We sell coconut oil from a cooperative farm project in Sri Lanka where they pay attention to the soil in which they grow coconut trees. Theirs and many more regenerative soil projects are becoming a vital farming method used across the globe, especially by small farms. Farmers are paying closer attention to the biomass and diverse planting methods needed to feed the soil and provide habitats for insects. Soil regenerative practices ensure robust harvests in the following year. Farming is a long-term stewardship of the land. As consumers, we need to be aware of our investment now, which leads to better food and farm ecology for the future.
Our bodies need feeding as much as the earth needs good food. Together we can grow strong, healthy, and fit for a better shared future.
Why Just Food Hub
It’s time, someone has to do it and we plan to make this work. Just Food Hub is all about action, making links between food buyers and food producers.
Just Food Hub is exactly what it says on the label. We are about food justice and being the center of grassroots farm-to-table food excellence. We trade in simple, plain, real, nutritious food and search for families, small businesses, organizations, and community groups who want a fairer food system and good quality food to eat.
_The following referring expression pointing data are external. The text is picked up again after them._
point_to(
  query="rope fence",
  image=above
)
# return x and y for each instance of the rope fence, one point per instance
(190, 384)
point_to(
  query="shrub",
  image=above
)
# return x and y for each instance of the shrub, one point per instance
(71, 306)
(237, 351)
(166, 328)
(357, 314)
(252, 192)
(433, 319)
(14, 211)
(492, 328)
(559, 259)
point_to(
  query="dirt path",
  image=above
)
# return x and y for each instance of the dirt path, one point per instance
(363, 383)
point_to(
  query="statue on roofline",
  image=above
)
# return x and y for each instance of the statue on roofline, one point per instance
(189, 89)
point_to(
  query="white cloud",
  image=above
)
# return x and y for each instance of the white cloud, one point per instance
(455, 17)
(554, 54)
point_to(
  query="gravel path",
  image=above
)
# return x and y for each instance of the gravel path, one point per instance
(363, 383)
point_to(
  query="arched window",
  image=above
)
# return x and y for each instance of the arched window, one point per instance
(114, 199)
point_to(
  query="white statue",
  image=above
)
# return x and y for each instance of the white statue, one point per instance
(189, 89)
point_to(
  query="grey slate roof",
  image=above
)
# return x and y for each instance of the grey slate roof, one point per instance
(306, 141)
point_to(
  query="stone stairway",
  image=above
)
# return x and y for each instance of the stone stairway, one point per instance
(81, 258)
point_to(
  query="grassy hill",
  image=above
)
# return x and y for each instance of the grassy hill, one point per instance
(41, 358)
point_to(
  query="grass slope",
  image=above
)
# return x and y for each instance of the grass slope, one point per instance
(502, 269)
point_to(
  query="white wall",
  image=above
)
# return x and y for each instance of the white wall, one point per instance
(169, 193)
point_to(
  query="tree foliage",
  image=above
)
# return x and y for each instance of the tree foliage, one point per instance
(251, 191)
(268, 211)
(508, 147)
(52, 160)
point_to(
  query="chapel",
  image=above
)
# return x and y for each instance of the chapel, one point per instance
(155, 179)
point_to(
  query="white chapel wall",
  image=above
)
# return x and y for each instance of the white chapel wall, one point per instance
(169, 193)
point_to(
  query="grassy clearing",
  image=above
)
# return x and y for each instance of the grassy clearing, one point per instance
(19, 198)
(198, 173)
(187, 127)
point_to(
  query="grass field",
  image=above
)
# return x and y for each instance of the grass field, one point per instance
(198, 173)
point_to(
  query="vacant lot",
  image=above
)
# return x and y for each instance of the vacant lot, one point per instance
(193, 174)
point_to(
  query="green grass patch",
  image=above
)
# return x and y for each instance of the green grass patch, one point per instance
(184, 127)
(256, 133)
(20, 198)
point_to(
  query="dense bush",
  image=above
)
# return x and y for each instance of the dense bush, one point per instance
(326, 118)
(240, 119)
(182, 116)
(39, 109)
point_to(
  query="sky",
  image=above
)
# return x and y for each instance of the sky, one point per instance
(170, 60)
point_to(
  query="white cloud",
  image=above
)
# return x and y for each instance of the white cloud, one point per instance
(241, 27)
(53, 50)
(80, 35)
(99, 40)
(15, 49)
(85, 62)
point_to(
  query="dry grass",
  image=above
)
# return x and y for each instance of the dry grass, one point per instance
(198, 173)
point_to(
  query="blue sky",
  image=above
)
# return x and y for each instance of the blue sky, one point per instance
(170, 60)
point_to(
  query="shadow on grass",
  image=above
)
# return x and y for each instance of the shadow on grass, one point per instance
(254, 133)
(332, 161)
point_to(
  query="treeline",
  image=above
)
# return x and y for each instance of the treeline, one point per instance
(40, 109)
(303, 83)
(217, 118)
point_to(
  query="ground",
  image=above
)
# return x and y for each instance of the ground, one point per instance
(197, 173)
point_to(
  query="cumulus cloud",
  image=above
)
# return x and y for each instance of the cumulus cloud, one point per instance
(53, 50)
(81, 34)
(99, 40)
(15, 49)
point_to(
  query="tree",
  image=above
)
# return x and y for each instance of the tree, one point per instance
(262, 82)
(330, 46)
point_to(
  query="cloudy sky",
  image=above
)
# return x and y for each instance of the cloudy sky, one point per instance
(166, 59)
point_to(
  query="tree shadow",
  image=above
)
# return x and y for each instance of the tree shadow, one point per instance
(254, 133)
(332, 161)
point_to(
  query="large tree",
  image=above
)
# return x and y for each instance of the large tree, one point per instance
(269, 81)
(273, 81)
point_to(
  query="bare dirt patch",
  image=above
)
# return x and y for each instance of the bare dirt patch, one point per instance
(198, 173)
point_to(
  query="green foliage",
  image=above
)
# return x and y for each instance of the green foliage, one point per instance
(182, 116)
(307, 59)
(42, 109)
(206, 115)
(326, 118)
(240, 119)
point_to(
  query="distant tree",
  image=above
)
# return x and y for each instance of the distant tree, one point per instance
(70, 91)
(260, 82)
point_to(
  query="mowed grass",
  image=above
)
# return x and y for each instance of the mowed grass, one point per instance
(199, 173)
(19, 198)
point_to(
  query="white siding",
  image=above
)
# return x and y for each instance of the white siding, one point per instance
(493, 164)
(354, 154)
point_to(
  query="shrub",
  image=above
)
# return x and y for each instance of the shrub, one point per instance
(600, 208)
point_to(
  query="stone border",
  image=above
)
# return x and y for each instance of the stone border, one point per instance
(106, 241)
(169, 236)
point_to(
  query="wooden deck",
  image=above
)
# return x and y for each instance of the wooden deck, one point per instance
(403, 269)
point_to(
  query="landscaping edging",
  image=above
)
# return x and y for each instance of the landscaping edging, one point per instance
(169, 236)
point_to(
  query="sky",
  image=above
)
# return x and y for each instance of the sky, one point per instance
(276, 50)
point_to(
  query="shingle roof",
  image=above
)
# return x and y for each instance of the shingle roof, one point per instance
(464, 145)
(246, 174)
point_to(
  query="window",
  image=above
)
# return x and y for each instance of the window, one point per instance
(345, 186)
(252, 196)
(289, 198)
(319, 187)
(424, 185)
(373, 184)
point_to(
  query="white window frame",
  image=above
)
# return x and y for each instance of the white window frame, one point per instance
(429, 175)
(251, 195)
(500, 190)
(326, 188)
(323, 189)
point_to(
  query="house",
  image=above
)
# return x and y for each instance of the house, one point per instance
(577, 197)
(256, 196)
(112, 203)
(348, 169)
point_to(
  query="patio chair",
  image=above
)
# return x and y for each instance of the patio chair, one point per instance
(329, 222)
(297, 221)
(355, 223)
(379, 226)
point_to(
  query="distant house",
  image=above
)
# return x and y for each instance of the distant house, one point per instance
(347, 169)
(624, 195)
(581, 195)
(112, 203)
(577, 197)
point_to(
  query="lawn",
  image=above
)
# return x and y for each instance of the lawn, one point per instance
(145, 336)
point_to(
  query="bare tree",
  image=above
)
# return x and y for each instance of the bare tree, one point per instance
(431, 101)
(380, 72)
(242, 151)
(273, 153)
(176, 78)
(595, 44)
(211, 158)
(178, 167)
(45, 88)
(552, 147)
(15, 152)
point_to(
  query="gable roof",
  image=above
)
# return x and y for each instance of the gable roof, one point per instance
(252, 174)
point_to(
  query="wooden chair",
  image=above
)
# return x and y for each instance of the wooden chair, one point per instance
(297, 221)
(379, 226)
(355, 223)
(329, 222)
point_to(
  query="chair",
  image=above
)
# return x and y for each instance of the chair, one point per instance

We believe we have to take direct action to halt further destruction wreaked by the rigged unjust food system owned and controlled by huge multinational companies.
We believe in and fight for the planet’s health. This is our home. Food is our source of energy and creativity and the fuel for all human endeavors. We need good quality food for the health of our bodies, minds, and spirits.
We believe in and fight for fairness in food trade and distribution. Our objective is to work from the grassroots level of our local community and spread the good news about the food we promote and distribute.
We believe the future of farming is small, ecologically aware, and community-engaged.
We aim to invest back into our community by distributing funds raised in food sales into the community projects that complement the resilience and vitality farmers bring to our planet.